Y, finalmente, fue el hombre cuyo nombre porta desde hace poco la legendaria ENIO -esa pequeña escuela parisiense que fuera la casa de estudios de Levinas y, para los hombres de mi generación, permanece vinculada a su recuerdo y a su obra-, como reconocimiento a lo que hizo durante su vida por los estudios hebraicos y la propagación de su esplendor; y como reconocimiento también a lo que, fiel a su memoria, sigue haciendo Lily, su viuda.

Ese hombre se llamaba Edmond Safra.

Hace 12 años, las páginas de sucesos se hicieron eco de su absurda muerte, asfixiado durante un incendio criminal en un apartamento paradójicamente demasiado fortificado.

La historia de las finanzas sitúa a este ciudadano del mundo, descendiente de una antiquísima familia de judíos sirios cuyas caravanas de camellos recorrían ya el Imperio otomano, entre los grandes banqueros anteriores a la época de las agencias de calificación, la locura del dinero y la especulación desenfrenada.

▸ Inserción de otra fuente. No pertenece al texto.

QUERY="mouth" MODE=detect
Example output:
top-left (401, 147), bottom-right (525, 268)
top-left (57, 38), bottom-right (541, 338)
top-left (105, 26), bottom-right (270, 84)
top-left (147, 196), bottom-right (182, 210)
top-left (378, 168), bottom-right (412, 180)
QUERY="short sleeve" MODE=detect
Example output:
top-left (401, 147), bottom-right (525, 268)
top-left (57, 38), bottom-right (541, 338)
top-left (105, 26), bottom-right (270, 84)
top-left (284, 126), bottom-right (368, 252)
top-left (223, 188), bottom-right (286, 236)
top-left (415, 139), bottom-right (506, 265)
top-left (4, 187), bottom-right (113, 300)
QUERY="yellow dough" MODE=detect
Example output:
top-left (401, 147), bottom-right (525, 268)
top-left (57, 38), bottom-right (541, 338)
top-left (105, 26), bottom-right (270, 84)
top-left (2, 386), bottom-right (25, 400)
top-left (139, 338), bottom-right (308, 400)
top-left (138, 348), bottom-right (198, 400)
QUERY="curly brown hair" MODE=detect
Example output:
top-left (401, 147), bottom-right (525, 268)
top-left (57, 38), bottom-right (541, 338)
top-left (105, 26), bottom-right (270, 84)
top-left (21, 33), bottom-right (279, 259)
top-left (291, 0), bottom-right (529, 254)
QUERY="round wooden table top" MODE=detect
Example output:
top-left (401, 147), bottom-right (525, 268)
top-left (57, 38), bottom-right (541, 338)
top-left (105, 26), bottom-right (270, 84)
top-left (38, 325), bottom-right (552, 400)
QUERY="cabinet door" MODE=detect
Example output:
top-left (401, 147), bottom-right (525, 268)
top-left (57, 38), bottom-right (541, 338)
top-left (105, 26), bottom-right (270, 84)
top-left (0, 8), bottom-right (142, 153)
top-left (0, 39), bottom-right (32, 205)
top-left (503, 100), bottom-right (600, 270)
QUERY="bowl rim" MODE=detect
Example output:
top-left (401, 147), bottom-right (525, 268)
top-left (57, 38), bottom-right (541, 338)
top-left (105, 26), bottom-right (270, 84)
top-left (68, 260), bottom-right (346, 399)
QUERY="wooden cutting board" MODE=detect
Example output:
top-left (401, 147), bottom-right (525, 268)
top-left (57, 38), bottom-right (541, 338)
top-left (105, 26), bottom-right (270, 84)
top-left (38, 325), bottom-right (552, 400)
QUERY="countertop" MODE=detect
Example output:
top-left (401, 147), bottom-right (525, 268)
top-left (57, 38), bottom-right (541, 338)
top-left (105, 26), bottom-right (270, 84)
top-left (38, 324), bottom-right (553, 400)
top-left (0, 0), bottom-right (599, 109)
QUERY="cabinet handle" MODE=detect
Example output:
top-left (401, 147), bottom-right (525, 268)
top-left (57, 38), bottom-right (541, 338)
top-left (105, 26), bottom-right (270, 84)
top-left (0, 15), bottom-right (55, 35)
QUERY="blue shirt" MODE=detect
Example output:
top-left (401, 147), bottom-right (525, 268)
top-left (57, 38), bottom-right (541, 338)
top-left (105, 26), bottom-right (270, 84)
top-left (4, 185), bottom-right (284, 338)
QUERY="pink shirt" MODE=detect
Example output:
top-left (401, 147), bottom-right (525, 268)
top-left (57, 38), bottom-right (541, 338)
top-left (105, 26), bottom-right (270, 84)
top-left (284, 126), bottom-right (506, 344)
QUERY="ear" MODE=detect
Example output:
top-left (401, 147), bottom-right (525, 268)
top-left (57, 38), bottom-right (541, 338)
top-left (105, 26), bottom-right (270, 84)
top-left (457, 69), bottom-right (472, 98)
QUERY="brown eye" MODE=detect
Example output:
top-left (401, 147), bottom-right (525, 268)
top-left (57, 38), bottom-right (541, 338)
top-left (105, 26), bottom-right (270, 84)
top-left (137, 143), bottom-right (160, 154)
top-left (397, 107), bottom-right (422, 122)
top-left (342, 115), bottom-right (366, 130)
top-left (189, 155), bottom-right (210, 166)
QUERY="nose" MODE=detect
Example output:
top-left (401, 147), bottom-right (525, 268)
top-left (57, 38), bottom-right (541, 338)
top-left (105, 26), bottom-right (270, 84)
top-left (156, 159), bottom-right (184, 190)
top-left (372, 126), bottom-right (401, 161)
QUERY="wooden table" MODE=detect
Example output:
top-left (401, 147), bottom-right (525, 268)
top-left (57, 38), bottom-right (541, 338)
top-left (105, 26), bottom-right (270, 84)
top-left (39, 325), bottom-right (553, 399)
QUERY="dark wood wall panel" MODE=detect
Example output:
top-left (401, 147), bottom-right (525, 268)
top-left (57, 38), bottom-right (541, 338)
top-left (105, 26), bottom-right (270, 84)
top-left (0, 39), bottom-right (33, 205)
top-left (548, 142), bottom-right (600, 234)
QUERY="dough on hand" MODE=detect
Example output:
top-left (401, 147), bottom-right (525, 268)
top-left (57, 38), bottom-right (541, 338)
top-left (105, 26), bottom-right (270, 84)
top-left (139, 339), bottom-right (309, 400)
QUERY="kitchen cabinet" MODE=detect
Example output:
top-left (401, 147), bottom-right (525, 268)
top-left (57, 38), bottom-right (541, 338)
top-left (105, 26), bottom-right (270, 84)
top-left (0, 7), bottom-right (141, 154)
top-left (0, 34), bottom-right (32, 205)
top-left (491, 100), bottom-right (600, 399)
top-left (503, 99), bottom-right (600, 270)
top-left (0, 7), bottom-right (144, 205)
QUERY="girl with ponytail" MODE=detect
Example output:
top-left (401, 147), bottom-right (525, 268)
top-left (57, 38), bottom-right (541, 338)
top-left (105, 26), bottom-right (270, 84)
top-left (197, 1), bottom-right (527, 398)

El lunes, en la Gran Sinagoga de Ginebra, he decidido honrar al bienhechor, al filántropo, al heredero de los Adolphe Crémieux, James Rothschild y Moses Montefiore, esos hijos de las Luces judías que comprendieron que la filantropía no es una cuestión de caridad, sino de justicia, y que esa obra de justicia tiene por objeto la reparación del mundo, su tiqqun, una palabra humilde y gloriosa que expresa el doble rechazo hacia el orden de las cosas, por una parte, y hacia una revolución que, por otra, nunca hace sino renovar los procedimientos más tiránicos del orden que cree haber derribado.

Y, sobre todo, intento bosquejar el retrato de un judío complejo, que bebió de todas las fuentes, escarbó en todas las memorias y, a veces, parecía ingeniárselas para atraer sobre sí todos los rasgos dispersos -él habría dicho, como en su amado Zohar, los “fragmentos quebrados”- de una tradición cuyos distintos aspectos le resultaban igualmente familiares: el estudio, pero también el saber (¿acaso este discípulo de Simeón Bar Yojai no es también el hombre que, en 1996, donó al Museo de Israel el primer manuscrito de Einstein sobre la teoría de la relatividad?); la piedad más intensa, pero también la extensión de la moral de la Torá a todos los campos de la experiencia y el sufrimiento humanos (y, a fin de cuentas, ¿esto no es un sinónimo del nombre de Levinas, hoy asociado al suyo?); el espíritu de resistencia (Rabí Akiba) y el de prudencia (Rabí Meír) que rivalizan en el alma de todos aquellos que, hasta nuestros días, han meditado y meditan sobre la grandeza y la tragedia de las revueltas judías de los primeros siglos de la era cristiana.

En síntesis, una especie de judío total. O, en sentido estricto, de judío absoluto. O, para citar, desfigurándola un poco, una fórmula de mi amigo Benny Lévy, un verdadero “judío del siglo” que trenza un cordón singular con los hilos de una memoria común y del que apenas conozco equivalentes.

Gloria a este hombre. Alabado sea su nombre. Por mi parte, celebro poder terminar con esta nota un año de ruido y de furia, un año marcado como ninguno por el debate sobre la guerra justa y las aporías de la violencia, un año en el que el nombre judío -como otros, pero más que ellos- ha sido rehén de una historia tan rica en promesas como en presagios funestos.